Water campaigner shortlisted for prestigious international prize
Relentless water conservation campaigner Marco Cremona has been shortlisted for one of the most prestigious global water awards – The Stockholm Water Prize.
Cremona was shortlisted in two of the three categories of the competition: namely, research and awareness raising.
The organisers do not provide information on the number of nominations received or the number of shortlisted contestants, but competition guidelines indicate that are a maximum of four shortlisted contestants in each category.
The next stage will consist in the selection of three finalists, with the finalist being selected and awarded the award (along with a $150,000 prize) on World Water Day in March.
Over the past few years, Cremona has relentlessly worked to increase awareness about Malta’s threatened water resources.
As an activist, he was instrumental in stopping the development of high-profile water-unsustainable projects in Malta, such as golf courses.
Since 2001, as a volunteer, he provided his professional expertise in water treatment, rainwater harvesting and anaerobic digestion for projects in Kenya (2001), post-tsunami Sri Lanka (2007 and 2008), Tanzania (2010) and Ethiopia (2011).
In 2006, in collaboration with the national water utility (Water Services Corporation), Cremona developed what is probably the world’s first urban-stormwater-to-drinking-water process.
In 2007, he developed HOTER, a membrane-based process that treats wastewater from hotels to potable water quality, thus reducing water demand by 85%. In 2009, HOTER made it to the finals of the prestigious CNBC/Allianz Good Entrepreneur Competition.
Since 2005, Cremona’s two-person household has been completely self-sufficient in water use. The house is considered a model in sustainable living in Malta and has been extensively documented by local and international TV stations. In 2009, the house won the France 5 Report Terre award as the Best Environmental Project in the EU.
During 2011, Marco developed GEO-INF, a Sustainable Urban Drainage System that channels rainwater falling on roofs into underlying aquifers, in order to prevent flooding and enhance groundwater recharge.

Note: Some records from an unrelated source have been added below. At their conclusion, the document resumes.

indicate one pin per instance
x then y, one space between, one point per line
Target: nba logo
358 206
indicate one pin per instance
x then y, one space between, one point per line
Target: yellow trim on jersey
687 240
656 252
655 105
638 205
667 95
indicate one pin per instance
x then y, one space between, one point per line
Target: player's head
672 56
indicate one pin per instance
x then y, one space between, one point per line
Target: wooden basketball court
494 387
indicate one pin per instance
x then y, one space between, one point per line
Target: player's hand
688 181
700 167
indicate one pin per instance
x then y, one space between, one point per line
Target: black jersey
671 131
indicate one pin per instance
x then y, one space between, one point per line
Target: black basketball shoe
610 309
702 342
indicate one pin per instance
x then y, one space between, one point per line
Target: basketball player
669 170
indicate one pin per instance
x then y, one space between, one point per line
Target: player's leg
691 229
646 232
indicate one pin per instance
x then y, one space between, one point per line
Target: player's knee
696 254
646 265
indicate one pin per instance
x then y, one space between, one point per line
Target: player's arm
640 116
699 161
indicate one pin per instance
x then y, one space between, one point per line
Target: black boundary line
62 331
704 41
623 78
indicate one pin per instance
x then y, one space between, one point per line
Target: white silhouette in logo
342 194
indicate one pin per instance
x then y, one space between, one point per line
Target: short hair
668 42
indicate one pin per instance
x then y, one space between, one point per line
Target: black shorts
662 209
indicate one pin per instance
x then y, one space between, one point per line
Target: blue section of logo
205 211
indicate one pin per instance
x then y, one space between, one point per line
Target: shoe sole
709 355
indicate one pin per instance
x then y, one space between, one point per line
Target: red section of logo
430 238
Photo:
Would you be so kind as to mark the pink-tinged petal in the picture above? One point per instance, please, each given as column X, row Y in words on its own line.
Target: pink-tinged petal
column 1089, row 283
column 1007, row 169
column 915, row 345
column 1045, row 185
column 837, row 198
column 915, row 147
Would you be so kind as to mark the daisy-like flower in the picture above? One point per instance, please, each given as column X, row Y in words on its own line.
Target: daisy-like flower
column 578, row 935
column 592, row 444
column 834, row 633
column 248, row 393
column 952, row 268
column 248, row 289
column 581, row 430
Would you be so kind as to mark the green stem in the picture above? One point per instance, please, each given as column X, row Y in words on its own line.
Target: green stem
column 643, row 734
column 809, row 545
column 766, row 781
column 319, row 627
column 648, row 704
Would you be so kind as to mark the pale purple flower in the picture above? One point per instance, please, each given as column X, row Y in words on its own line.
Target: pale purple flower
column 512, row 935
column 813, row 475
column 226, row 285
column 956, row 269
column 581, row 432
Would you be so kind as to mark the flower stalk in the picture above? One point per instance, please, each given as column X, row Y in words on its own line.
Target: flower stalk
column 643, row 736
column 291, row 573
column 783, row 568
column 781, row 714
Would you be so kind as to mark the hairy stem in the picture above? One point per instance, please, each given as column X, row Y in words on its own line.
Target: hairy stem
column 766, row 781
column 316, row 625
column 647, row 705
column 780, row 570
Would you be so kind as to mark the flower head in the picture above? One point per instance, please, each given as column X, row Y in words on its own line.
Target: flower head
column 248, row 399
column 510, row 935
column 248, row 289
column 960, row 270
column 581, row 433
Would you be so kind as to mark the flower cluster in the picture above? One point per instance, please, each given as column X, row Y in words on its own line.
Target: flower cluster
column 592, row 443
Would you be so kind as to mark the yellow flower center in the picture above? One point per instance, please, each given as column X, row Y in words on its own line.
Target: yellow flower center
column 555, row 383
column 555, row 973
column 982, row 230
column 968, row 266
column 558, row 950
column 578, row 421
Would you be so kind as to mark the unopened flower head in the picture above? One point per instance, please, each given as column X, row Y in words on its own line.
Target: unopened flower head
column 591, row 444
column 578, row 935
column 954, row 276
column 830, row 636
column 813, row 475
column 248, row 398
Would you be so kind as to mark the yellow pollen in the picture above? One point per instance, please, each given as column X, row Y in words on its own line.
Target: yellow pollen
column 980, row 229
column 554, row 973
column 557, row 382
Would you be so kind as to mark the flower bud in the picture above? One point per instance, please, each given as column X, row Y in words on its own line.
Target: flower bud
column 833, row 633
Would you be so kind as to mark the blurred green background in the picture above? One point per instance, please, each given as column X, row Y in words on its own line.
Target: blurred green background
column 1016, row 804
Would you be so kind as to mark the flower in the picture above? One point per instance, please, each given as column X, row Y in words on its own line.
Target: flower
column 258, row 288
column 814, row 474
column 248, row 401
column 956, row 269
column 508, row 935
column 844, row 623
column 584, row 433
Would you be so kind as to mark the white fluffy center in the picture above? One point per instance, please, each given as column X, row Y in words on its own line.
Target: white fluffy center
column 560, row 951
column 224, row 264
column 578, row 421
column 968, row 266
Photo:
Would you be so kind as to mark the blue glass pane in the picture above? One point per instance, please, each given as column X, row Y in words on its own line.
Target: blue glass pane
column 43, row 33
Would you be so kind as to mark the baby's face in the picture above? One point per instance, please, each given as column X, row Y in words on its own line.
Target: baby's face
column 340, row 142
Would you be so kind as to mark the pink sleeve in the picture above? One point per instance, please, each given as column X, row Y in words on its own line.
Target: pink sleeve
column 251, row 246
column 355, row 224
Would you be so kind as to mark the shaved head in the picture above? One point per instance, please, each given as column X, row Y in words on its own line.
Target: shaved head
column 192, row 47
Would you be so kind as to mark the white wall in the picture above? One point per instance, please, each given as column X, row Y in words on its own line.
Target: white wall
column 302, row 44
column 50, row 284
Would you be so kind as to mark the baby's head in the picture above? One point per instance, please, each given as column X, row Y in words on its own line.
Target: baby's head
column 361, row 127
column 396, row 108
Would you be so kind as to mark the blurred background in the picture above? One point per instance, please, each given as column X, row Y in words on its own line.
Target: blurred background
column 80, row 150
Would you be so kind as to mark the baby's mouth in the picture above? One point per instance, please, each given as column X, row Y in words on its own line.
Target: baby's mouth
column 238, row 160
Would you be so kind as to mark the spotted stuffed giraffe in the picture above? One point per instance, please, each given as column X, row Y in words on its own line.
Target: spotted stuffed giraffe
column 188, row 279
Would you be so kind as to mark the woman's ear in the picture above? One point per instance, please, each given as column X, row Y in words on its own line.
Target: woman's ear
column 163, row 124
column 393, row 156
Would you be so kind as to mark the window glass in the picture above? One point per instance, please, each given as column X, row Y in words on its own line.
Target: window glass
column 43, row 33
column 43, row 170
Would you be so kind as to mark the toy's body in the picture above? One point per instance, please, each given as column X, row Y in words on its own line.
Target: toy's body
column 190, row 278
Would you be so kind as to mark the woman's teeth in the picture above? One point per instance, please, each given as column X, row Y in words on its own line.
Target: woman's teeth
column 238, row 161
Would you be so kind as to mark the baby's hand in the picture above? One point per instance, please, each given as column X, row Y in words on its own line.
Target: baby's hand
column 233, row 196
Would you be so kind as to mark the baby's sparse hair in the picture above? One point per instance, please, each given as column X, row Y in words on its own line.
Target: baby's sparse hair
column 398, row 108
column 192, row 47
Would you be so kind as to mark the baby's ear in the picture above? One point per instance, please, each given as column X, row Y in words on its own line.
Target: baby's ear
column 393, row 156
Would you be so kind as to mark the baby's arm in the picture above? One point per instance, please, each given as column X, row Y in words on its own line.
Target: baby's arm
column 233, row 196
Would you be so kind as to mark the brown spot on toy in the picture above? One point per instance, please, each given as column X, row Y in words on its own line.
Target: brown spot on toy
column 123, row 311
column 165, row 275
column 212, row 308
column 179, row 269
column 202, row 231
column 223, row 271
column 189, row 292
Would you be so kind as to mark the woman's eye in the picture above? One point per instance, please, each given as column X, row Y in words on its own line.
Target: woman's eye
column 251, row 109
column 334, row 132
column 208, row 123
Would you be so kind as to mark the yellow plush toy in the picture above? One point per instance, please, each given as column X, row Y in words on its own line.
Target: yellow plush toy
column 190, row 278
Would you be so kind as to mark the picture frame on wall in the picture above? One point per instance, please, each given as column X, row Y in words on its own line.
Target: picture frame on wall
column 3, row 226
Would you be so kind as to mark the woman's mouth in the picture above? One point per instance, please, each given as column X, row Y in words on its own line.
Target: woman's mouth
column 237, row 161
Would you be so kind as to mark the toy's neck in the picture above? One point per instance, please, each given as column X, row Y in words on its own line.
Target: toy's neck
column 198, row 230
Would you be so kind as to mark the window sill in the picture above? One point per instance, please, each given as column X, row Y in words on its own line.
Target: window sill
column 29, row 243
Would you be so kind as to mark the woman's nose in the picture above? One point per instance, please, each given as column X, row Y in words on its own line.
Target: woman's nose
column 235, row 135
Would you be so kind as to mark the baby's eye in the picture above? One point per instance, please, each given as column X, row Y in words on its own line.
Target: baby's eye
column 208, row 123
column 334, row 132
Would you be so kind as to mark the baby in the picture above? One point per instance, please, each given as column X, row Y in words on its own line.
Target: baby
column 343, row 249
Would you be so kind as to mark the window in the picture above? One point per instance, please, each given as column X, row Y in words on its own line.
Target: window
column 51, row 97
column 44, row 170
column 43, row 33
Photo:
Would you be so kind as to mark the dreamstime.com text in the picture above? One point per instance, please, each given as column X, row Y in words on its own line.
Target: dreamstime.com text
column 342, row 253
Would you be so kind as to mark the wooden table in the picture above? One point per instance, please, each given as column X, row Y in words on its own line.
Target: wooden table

In March 2011, Cremona, along with other professionals in the sector, set up the Malta Water Association.
Past winners of the Stockholm award include Dr Rita Colwell, President of the American Institute of Biological Sciences, Dr Bindeshawar Pathak – who founded an organisation to promote human rights, environmental sanitation, non-conventional sources of energy which now counts 50,000 volunteers – and Dr John Anthony Allen, who coined the revolutionary ‘virtual water’ concept which measures the amounts of water embedded in the production and trade of food and consumer products.